Output details
35 - Music, Drama, Dance and Performing Arts
University of Chichester
30 Days to Edinburgh
30 Days to Edinburgh was a practice-as-research project that explored walking as a vehicle in which to question and challenge the established creative methodologies employed by Bootworks Theatre Company (Daniels, Artistic Director) in order to develop new methods for our practice. The project engaged with theories and practices of Psychogeography, notions of ‘The Flaneur’, (Benjamin), Tramping, and walking as durational (art) practice and as such was informed by the work of Sophie Calle, Hsieh, Long, Phil Smith, Simon Persighetti, and performance company Wrights and Sites. The project was process-oriented and findings articulated in practice and writing:
1. A durational experiment in devising (involving a 30 day journey, walking approximately five hundred miles from Chichester to Edinburgh)

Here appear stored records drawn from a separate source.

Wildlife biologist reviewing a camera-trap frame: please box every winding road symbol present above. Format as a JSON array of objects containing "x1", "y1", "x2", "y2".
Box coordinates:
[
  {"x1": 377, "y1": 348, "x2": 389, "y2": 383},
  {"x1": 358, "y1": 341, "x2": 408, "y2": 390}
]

2. A performance and accompanying installation at Summerhall and the Edinburgh Fringe Festival (2012)- the culmination of material made during the walking
3. Two evaluative publications:
• Baker, Daniels & Roberts (2012) ‘30 Days to Edinburgh’, in Field et al (2012) Forest Fringe: Paper Stages, Jerwood Charitable Foundation: UK.
• Baker, Daniels & Roberts (2012) ‘A Spaceman, Cowboy and Disco Dancer walk into
a Bar’,Total Theatre Magazine, Volume 24, Issue 2 (Summer 2012), University of
Winchester Press: UK (pp. 6-9).
Through this practice and its associated dissemination through performance and written exposition the walk-as-research became, in a sense, a ‘performance laboratory’ and, from a practitioner-perspective provided an opportunity to learn new ways of experiencing and developing devising strategies. To some extent the project contributes to developing practice-led discourses in walking practice but more particularly presents a specific example of a practical exploration of durational action that questions how this type of work might upset and limit more common-place collaborative and devising strategies.